There are about 30 million teleworkers in the United States - people who work at least one day a week outside company offices, using communications links such as the Internet to conduct business. Some teleworkers work at home, some on the road and some from satellite offices.

Teleworkers say the chance to work at home or closer to home saves time, lowers commuting expenses and reduces stress.

Many say teleworking also increases their productivity. Government worker Jane Schuchardt says working out of an office in her home one day a week, enables her to concentrate better.

"When I am in the office, it is constant meetings and constant bombardment and it makes it difficult to do any kind of work that requires real thinking," she said. "Major projects where you really need to shut everything else down, all the noise around you, to be able to write a big report, I tend to save those big projects for when I'm working in another site."

Jane Schuchardt is not alone. Seventy-five percent of home workers surveyed by the Gartner Group, a business consulting firm, said working at home increased both the amount and quality of work produced.

American Express estimates the company's teleworkers produce 43 percent more business than office workers doing the same job.

That may be because they have more time, since they do not have to commute to work. Chuck Wilsker, the director of a coalition that promotes teleworking, says the average U.S. worker takes 40 minutes traveling to and from work every day. That adds up to the equivalent of eight working weeks a year.

Hours spent in traffic not only waste time, he says; they also create air pollution.

"There are five cities - Washington, Philadelphia, Denver, Houston, Los Angeles - that are offering environmental credits and training to businesses that would like to develop an enhanced telework program," Mr. Wilsker said. "People do this because it makes environmental sense."

For increasing numbers of countries it makes demographic sense too. Worried about having enough workers in its rapidly aging population, Chuck Wilsker says, Japan sees teleworking as a way of enabling older people to keep working. He says the U.S. government is also studying the possibility.

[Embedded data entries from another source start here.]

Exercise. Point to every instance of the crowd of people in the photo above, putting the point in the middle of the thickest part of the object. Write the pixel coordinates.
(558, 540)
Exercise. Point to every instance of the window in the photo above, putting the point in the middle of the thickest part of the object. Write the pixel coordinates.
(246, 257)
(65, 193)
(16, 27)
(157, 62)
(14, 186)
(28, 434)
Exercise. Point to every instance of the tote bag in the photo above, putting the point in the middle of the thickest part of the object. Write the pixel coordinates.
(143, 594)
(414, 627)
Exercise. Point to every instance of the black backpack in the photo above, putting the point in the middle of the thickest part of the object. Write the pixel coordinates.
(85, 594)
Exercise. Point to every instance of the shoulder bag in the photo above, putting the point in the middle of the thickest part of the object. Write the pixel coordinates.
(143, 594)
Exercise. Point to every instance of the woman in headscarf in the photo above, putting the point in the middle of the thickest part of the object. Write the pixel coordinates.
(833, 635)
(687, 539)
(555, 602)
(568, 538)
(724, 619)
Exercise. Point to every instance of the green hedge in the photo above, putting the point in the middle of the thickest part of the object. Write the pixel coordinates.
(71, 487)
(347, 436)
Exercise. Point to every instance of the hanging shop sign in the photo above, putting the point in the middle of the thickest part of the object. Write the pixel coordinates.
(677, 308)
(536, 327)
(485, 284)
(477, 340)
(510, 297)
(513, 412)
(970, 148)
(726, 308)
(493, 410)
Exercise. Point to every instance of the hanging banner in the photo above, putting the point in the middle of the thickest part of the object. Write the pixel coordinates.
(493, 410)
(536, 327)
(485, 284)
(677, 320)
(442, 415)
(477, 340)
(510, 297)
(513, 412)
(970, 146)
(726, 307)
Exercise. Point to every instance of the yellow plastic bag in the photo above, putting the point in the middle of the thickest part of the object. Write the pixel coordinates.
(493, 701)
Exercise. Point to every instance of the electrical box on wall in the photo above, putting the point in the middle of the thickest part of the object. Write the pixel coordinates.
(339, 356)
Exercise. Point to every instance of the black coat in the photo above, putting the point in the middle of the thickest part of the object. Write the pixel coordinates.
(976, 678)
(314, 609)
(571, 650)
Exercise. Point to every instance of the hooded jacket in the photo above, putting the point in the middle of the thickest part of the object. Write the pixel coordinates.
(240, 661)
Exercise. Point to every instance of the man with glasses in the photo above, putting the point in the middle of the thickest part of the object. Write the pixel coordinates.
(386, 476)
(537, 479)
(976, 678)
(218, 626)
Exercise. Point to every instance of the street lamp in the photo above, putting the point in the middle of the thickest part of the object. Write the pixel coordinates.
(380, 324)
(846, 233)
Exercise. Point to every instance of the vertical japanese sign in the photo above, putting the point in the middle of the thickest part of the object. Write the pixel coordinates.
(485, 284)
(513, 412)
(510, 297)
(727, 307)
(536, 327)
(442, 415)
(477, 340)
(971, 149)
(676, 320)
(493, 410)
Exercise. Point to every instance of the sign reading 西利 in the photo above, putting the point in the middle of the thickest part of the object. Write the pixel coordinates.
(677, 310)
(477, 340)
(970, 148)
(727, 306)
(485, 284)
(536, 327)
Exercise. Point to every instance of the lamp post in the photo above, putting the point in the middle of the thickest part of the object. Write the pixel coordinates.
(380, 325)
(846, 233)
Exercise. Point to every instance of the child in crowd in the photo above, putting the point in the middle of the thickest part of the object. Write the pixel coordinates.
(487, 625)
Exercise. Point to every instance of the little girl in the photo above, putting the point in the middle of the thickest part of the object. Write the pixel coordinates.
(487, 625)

"As the baby boomers age, there is going to be a reduction in qualified workers as people retire, so they are looking for a means to increase the work force through offering new opportunities," he said. "Telework is a great opportunity for older people who are not as mobile as others."

Telework is also a means of moving jobs to places of high unemployment, since technology hook ups make a teleworker's physical location irrelevant. Chuck Wilsker says for all these reasons he expects the number of U.S. teleworkers to continue increasing steadily.